Late last month, Blizzard’s Overwatch League cancelled all matches scheduled to take place in China in February and March due to coronavirus fears. Now it’s cancelled matches for South Korea as well, just days before games were set to begin.
The league made fans aware of the cancellations via Twitter, writing, “In order to protect the health & safety of our players, fans, & staff, we are cancelling plans to host [Overwatch League 2020] matches in South Korea in Weeks 5, 6, and 7, including the Seoul Dynasty home event.”
Blizzard has yet to announce when and where rescheduled matches will take place, but will do so at a “later” date.
As of now, South Korea’s Centres for Disease Control and Prevention say that there are a total of 833 confirmed cases of coronavirus in the country. Six people have died as a result.
Seoul Dynasty, OWL’s Seoul-based team, had previously promised to donate 100 per cent of home game proceeds to coronavirus-related charities. The team said in a statement that it is “making every effort to ensure our players’ well-being and safety.” It remains to be seen whether or not the team will temporarily relocate. Teams like the Los Angeles Gladiators, who’d set up shop in South Korea to prepare for upcoming games, are hastily exiting as countries such as Israel move to block arrivals from Seoul.
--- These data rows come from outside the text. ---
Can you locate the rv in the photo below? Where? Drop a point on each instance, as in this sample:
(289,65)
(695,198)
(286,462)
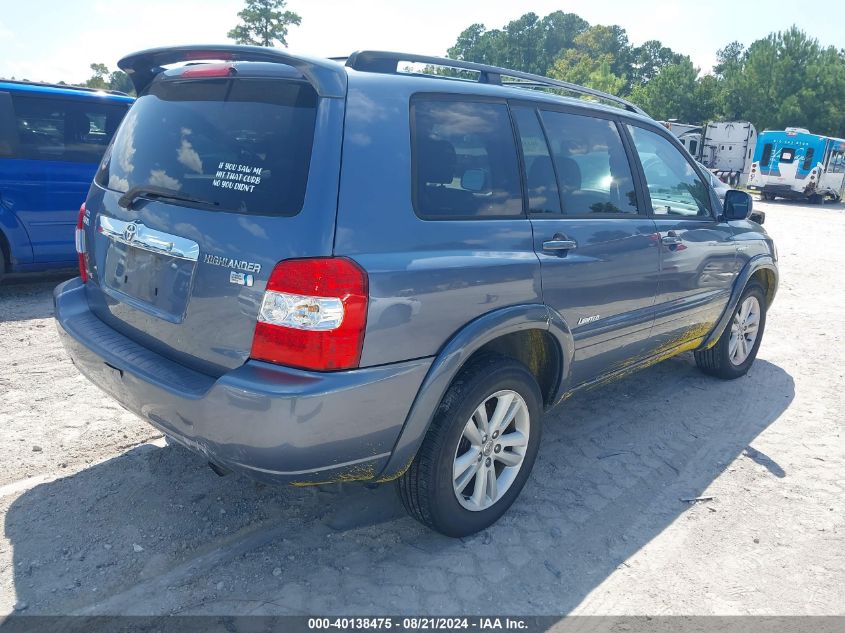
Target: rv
(798,165)
(727,150)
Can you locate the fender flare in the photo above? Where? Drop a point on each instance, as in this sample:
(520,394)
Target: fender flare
(452,358)
(755,264)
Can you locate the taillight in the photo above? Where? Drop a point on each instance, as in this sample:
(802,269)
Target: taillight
(313,315)
(79,239)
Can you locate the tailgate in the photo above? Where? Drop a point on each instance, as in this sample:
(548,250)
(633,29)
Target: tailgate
(212,179)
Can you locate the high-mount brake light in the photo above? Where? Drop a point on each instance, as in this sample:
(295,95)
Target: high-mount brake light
(313,315)
(191,56)
(208,70)
(79,239)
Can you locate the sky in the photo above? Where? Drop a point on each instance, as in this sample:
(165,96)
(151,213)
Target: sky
(52,40)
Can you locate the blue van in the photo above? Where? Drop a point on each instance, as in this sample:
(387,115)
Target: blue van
(51,140)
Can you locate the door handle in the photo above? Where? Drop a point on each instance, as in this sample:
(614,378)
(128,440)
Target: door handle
(559,243)
(671,239)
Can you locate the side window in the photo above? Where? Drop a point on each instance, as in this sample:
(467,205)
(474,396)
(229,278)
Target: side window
(8,131)
(592,168)
(674,186)
(540,179)
(808,159)
(64,130)
(464,160)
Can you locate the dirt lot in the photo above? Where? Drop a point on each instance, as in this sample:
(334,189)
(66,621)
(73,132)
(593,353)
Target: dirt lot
(101,517)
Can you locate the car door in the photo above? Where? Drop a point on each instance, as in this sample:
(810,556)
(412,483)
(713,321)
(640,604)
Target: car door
(698,260)
(597,247)
(60,142)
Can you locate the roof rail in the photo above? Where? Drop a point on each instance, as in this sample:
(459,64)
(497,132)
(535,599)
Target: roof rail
(44,84)
(327,77)
(387,62)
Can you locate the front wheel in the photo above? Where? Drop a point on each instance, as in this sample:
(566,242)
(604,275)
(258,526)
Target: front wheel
(735,351)
(479,450)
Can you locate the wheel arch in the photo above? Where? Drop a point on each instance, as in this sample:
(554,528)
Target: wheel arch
(530,333)
(761,269)
(14,239)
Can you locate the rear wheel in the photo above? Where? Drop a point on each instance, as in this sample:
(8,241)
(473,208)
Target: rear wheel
(479,451)
(735,351)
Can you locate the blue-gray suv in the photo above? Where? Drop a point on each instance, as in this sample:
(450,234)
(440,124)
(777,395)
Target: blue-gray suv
(387,267)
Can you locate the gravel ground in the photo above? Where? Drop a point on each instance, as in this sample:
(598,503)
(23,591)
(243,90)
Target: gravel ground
(100,516)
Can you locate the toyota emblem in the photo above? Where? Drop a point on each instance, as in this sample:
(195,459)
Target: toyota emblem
(130,231)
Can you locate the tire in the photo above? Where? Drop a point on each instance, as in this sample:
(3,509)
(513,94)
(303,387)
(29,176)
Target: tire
(725,361)
(428,488)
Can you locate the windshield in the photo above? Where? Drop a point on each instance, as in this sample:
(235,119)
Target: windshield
(240,144)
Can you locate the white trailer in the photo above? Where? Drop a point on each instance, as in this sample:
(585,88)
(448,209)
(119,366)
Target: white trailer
(727,150)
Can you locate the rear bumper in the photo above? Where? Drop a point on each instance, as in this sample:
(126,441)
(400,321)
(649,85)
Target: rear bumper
(274,423)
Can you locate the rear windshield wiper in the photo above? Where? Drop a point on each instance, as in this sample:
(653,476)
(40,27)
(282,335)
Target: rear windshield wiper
(159,193)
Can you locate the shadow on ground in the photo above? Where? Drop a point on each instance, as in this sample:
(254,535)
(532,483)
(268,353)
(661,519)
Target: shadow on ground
(29,296)
(154,531)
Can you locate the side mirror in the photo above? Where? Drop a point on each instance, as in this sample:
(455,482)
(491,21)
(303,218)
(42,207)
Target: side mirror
(738,205)
(474,180)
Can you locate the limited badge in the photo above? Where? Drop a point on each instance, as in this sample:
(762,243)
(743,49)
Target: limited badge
(242,279)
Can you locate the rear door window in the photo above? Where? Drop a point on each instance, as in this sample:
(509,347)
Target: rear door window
(465,163)
(592,167)
(540,178)
(75,131)
(240,145)
(673,184)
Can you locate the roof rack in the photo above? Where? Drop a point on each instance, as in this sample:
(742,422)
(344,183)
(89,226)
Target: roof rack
(387,62)
(45,84)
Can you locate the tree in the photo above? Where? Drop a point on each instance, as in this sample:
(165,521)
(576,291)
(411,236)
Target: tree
(671,94)
(786,79)
(528,43)
(98,79)
(649,59)
(264,22)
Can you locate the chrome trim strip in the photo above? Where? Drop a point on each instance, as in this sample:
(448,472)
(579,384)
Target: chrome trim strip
(137,235)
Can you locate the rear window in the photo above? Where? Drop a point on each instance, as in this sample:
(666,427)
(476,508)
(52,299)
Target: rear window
(240,145)
(465,161)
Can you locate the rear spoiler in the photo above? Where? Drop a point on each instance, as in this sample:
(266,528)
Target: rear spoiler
(327,77)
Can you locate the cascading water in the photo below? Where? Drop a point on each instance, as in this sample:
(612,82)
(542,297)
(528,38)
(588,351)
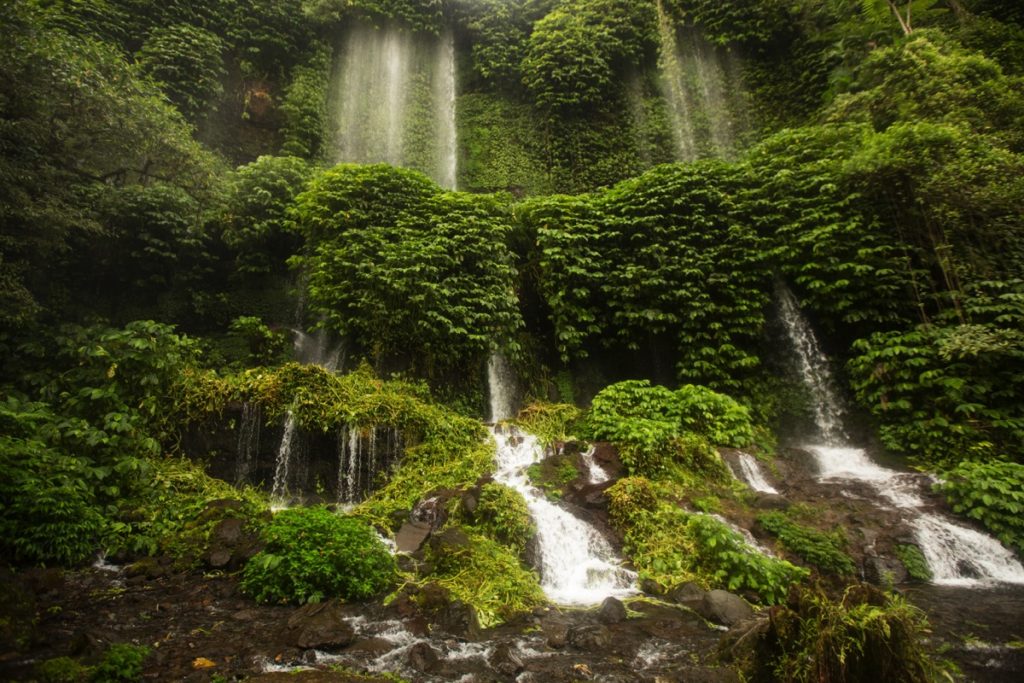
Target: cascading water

The situation throws yet another wrench into Overwatch League’s first season as a truly international event, with teams playing a series of home and away games in various cities across the globe until August. Previously cancelled China matches had been rescheduled to take place in South Korea in March; now they’ll have to be rescheduled again, as will the original South Korea matches. While some teams have already played a small handful of matches, Seoul Dynasty, Guangzhou Charge, Hangzhou Spark, and Chengdu Hunters won’t play until the ninth week of the season, and Shanghai Dragons won’t log any on-stage game time until week 11.
The coronavirus, formally named COVID-19, has spread rapidly, infecting 79,000 people worldwide. It has killed more than 2,600 people, most of whom reside in China. This has caused many countries to mobilise in an effort to prevent outbreaks within their own borders. However, it’s still difficult to gauge what the longer-term impact of the virus will be.
So far, its overall fatality rate appears quite low compared to similar outbreaks like SARS and MERS, and it can often pass without medical intervention. The World Health Organisation has ascertained that, as with common illnesses like the flu, older people and people with pre-existing medical conditions are most at risk for becoming severely ill from the virus, but people and organisations around the world are exercising caution as more becomes known about the virus.